China is expanding its far-reaching tech campaign into online education, issuing the maximum penalties to two of the country’s fastest-growing tutoring apps for violating competition and pricing laws.
The State Administration for Market Regulation (SAMR) imposed fines of $389,000 each on Yuanfudao, backed by tech conglomerate Tencent Holdings, and Zuoyebang, which has received funding from Jack Ma’s Alibaba Group. The firms were penalized for making misleading claims about their businesses from falsifying the qualifications of teaching staff to faking user reviews, the antitrust watchdog said.
Yuanfudao and Zuoyebang said they accepted the penalties and will rectify the relevant problems.
The explosive growth of private education providers during the pandemic has drawn increased scrutiny over the sector. Last month, China’s market regulator fined four private education providers including GSX Techedu as well as a TAL Education Group unit for pricing violations.

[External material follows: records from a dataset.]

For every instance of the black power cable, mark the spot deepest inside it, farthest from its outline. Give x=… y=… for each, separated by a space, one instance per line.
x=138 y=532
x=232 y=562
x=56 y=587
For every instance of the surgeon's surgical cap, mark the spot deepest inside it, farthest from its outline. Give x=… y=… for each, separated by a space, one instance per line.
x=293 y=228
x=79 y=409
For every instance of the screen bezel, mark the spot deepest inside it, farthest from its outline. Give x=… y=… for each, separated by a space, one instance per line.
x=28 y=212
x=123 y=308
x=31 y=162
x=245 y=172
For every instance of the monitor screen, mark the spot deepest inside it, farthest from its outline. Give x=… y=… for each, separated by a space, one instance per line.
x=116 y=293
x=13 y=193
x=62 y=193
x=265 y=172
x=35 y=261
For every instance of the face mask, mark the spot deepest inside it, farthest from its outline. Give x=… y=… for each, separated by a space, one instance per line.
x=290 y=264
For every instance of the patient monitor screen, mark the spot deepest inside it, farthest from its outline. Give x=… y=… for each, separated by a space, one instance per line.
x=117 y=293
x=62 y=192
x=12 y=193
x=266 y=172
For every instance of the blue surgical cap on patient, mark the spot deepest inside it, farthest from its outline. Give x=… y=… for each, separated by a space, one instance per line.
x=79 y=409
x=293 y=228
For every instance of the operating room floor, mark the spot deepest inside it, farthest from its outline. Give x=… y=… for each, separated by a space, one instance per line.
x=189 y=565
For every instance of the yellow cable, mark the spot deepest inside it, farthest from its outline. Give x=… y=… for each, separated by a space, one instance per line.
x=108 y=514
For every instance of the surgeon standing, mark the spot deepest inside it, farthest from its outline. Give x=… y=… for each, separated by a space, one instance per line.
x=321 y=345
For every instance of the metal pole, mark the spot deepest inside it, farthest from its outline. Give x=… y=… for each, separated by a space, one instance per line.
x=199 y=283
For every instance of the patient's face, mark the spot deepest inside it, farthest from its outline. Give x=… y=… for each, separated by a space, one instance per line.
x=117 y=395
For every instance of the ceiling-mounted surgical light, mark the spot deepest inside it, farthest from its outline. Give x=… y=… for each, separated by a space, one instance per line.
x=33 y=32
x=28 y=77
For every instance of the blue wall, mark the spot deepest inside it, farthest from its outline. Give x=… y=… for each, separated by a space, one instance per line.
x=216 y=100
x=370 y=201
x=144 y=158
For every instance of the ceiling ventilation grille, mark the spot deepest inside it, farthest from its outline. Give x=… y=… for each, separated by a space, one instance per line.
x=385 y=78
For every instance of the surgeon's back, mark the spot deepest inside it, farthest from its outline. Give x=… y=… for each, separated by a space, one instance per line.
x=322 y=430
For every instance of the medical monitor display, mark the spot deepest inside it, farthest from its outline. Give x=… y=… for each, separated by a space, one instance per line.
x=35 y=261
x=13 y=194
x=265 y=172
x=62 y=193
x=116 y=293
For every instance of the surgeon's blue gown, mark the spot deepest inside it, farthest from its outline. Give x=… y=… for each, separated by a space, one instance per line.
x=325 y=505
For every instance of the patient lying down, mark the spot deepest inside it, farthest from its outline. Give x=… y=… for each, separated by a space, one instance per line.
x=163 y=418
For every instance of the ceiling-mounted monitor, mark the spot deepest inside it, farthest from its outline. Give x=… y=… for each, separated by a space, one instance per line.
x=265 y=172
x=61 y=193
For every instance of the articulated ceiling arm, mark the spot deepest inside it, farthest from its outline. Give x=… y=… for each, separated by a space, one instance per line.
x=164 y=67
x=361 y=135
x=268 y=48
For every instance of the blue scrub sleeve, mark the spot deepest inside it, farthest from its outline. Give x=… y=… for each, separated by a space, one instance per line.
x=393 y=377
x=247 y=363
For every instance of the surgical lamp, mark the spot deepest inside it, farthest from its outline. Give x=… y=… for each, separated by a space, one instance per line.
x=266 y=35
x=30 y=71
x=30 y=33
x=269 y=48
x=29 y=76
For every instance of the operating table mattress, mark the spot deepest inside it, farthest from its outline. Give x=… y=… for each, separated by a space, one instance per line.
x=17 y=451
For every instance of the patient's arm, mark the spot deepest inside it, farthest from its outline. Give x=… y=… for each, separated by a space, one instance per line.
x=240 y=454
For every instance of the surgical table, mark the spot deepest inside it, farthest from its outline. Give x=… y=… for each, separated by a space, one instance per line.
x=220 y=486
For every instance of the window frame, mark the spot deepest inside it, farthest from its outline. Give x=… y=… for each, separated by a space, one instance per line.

China’s education ministry also issued a statement reiterating limits on after-school study programs in order to ensure that students get enough sleep.
“The fines are closely related to the recent crackdown on after-school tutoring institutions, focusing on their illegal activities and potential for stirring anxiety in society,” said experts. “The regulatory pressure will keep building for the rest of the year.”
Going forward, the SAMR will intensify its regulatory supervision of after-school educational groups and crack down on illegal activities, according to the statement. The two apps are the latest in a slew of Chinese firms from giants like Alibaba and Tencent to smaller outfits like online grocery provider Nice Tuan that have fallen prey to the antitrust watchdog in recent months, as the Chinese government controls its once-freewheeling internet sector.
Both startups are said to be eyeing initial public offerings. Earlier this year, Yuanfudao was seeking at least $1 billion in fresh funding ahead of a possible initial public offering in 2022.